When the broadcaster arrives at the point where they wish to download the final package ready for upload to a social media platform, they will need to perform a number of actions to assemble a new C2PA manifest for the packaged file.

First, the broadcaster should decide the granularity of provenance data they wish to include in the C2PA manifest that will be generated. For this application note, we will consider a "coarse-grained" approach, where C2PA manifests are not generated for each intermediate step in the edit graph. However, implementors are free to do so, in which case, they should follow the procedure below for each intermediate step.

The broadcaster (or more likely, the software package the broadcaster is using to interact with TAMS) should generate a graph of the edits performed in order to produce the final package. They should make a list of the inputs to the final package (which, in this example, includes the contributed video and two-non C2PA videos: intro and outro), as well as the set of edits done (for example: cutting the contributed video, adding the intro and outro, repackaging/muxing, transcoding). For each of the inputs, the Flow in TAMS should be interrogated to discover whether it has an existing C2PA manifest.

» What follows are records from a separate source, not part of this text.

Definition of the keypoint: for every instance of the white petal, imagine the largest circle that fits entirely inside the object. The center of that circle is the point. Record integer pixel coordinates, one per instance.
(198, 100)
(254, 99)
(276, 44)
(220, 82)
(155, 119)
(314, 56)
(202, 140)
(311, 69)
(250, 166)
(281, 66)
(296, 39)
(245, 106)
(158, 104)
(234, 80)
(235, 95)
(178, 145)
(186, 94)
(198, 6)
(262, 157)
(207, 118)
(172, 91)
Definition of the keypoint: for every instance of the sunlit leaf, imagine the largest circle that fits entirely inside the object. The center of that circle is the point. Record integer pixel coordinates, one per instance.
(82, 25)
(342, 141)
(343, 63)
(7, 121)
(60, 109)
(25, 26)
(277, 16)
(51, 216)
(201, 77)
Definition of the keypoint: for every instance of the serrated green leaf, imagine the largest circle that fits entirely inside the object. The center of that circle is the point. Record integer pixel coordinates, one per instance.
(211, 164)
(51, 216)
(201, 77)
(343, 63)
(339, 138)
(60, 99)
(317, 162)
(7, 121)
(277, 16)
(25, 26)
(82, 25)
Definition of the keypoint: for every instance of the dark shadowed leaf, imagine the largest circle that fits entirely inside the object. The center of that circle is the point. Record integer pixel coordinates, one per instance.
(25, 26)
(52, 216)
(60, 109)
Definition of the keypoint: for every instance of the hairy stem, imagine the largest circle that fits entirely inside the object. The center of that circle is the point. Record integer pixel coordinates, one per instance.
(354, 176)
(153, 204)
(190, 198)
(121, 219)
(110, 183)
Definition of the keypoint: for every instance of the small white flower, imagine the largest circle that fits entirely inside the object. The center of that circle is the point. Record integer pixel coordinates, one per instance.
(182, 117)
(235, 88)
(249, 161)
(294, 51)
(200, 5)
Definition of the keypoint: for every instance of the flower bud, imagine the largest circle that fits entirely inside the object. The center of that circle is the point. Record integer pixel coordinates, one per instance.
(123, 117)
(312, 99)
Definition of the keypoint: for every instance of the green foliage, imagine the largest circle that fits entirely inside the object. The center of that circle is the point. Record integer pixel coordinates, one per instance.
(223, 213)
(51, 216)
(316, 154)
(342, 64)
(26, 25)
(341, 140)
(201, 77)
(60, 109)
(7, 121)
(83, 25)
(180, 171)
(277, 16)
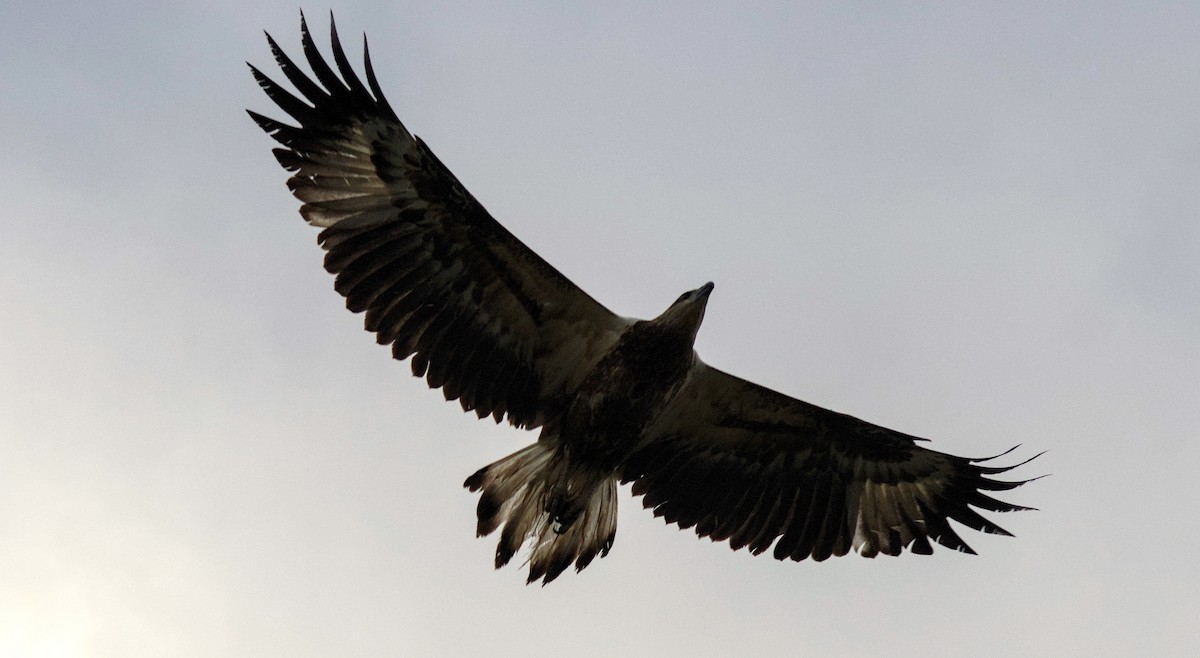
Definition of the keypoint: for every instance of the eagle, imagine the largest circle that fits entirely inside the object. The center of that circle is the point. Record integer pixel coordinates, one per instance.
(616, 400)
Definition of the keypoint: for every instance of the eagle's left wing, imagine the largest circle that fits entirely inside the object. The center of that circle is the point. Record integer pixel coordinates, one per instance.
(481, 315)
(744, 464)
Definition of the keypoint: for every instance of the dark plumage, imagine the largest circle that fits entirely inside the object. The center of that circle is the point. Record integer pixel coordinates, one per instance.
(497, 328)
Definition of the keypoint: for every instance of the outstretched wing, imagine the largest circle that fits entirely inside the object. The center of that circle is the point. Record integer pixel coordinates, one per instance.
(744, 464)
(484, 317)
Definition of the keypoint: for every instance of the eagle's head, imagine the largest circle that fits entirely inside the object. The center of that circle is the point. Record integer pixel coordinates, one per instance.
(685, 315)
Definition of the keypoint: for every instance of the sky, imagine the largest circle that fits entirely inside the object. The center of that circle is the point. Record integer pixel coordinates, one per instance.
(976, 222)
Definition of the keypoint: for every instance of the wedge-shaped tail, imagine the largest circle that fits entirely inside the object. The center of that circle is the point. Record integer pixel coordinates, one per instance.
(517, 494)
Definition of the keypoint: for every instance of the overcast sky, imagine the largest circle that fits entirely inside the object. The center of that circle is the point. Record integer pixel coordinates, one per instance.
(970, 223)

For mono-essence Flows, this can can done by following the collected_by relationship (found in the Flow Details property on Flows) to its collector Flow, to get to the parent multi-essence Flow.

Once at a multi-essence Flow, the c2pa-provenance tag should be read to discover whether a C2PA manifests exists, and where it can be read from:

  • No Tag: A C2PA manifest has not been identified in this Flow
  • none: A C2PA manifest is not present inside this Flow
  • embedded: A C2PA manifest is present inside this multi-essence Flow
  • detached: A C2PA manifest has been copied from this multi-essence Flow into a collected mono-essence data Flow. The Flow will have the role c2pa in the multi-essence Flow's flow_collection array.

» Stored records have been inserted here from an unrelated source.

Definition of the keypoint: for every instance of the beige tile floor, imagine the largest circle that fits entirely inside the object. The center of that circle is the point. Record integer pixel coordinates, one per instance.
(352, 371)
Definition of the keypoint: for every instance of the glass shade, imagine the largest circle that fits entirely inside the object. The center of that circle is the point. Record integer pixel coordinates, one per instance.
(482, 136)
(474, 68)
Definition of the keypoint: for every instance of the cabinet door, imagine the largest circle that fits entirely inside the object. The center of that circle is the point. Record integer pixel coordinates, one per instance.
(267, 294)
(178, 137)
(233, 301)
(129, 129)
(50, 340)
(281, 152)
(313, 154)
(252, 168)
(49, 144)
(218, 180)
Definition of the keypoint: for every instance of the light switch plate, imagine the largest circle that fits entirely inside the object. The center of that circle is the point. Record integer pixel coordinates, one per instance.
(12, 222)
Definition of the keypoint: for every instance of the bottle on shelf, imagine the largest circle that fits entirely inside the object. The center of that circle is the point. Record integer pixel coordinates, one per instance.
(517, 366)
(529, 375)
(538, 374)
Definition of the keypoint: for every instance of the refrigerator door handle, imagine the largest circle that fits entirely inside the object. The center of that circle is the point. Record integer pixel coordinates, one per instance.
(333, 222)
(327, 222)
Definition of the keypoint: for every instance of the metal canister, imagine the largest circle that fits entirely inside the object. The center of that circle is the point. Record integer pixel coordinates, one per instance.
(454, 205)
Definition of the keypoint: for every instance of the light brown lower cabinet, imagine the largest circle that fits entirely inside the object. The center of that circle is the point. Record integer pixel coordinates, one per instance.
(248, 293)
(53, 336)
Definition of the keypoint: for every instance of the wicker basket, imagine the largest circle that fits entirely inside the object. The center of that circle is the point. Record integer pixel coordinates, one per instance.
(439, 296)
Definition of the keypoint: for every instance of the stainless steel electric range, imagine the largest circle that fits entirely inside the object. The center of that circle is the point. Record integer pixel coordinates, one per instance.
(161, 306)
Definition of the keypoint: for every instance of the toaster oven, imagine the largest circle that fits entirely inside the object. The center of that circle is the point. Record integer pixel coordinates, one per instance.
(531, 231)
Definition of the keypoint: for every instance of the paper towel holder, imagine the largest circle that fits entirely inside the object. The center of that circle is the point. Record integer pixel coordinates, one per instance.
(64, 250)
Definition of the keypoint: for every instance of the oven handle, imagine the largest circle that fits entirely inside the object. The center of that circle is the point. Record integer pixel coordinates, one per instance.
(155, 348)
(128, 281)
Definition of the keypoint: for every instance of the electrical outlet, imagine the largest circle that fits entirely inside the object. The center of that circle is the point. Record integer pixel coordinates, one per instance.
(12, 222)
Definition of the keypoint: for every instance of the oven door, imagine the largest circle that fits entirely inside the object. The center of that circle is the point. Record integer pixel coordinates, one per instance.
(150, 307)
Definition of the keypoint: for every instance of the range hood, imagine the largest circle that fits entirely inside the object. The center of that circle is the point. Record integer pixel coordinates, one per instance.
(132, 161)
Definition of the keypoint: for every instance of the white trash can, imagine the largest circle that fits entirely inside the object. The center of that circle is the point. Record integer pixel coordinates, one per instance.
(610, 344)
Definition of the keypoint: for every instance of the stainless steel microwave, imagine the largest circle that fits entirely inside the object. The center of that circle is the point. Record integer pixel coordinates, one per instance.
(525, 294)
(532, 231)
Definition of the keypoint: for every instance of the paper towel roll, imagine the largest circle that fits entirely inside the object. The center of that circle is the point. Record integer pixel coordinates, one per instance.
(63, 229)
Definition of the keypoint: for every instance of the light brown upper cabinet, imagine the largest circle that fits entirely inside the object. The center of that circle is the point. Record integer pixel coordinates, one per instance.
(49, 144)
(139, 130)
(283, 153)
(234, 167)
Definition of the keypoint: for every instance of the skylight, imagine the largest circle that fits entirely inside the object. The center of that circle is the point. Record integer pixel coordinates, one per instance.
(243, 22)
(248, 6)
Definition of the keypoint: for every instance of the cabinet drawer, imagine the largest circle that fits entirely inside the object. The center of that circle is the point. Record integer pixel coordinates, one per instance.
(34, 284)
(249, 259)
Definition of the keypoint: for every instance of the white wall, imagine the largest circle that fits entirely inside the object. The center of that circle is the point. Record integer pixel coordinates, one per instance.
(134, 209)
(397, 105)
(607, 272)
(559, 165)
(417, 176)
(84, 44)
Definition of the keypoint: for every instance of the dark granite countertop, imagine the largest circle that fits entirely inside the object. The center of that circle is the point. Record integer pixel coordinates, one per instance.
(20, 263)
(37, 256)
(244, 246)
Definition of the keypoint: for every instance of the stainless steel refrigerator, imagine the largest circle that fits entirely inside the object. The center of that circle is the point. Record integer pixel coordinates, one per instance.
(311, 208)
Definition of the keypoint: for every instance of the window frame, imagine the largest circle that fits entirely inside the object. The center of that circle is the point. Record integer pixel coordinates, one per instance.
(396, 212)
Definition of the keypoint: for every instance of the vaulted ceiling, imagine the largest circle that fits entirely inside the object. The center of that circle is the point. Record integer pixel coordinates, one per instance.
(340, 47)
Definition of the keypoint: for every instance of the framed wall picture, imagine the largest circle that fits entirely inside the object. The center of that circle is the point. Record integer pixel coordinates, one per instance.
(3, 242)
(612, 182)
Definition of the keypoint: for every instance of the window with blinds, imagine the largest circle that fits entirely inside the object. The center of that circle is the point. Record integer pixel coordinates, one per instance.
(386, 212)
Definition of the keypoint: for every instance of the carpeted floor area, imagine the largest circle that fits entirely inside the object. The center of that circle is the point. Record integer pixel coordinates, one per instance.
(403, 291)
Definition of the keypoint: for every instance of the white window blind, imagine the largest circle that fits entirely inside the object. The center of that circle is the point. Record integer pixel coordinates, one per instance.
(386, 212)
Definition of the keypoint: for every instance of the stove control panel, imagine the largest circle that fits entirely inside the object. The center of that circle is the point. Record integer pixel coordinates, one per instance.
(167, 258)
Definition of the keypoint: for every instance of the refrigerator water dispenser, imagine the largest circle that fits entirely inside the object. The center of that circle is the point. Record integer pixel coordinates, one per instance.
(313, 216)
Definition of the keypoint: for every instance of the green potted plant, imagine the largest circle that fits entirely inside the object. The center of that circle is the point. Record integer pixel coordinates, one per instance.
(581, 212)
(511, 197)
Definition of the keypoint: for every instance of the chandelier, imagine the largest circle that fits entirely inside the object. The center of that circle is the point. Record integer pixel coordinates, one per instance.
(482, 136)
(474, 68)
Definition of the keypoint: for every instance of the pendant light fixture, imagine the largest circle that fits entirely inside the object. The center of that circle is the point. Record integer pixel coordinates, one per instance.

A C2PA manifest can then be constructed by converting inputs and edits into C2PA ingredients and actions respectively. For each ingredient that had an available C2PA manifest, the whole C2PA manifest store for that ingredient should be added to the new C2PA manifest being generated. This step will ensure that the input media with C2PA data is correctly linked so that the whole provenance chain is captured.

Depending on the use case, organisations may wish to include additional editorial metadata as a part of the assets manifest, which, if included, is securely bound to the content in the same way as the edit history. Such metadata can include vocabularies from Exif, IPTC and Schema.org, using the C2PA Metadata assertion mechanism.

Various libraries are now available to help implementors with manifest generation and signing, including the open-source c2pa-rs library in Rust, for which other language bindings are available.

With the C2PA manifest and claim now generated, the manifest should be signed. The actual certificate used will depend on the implementors use case and industry, but as mentioned previously, news organisations are able to use the Verified News Publisher certificates managed by IPTC, if they wish to sign as an organisation.

The resulting file can optionally be re-imported into TAMS as a multi-essence flow, following the advice of the Ingest section.

  flowchart LR;
    subgraph broadcaster[Broadcaster]
      cont[Contributed Video #40;Flow#41;]-->clip[Clipped Video #40;Flow#41;];
      clip-->final[Final package #40;Flow#41;];
      intro[Library Intro #40;Flow#41;]-->final;
      outro[Library Outro #40;Flow#41;]-->final;
      final-->assembly{Get manifests from inputs};
      assembly-->manifest-gen{Generate & sign new manifest}
      manifest-gen-->exp[Signed export for social #40;Flow#41;]
    end
    subgraph Social
      exp-->social[Published on social]
    end
Loading

Fig 4 - Export / Publishing process

Finally, in our example workflow the file is published to a social media platform, which depending on their support, may render provenance user interface for users, allowing them to inspect the secure provenance history.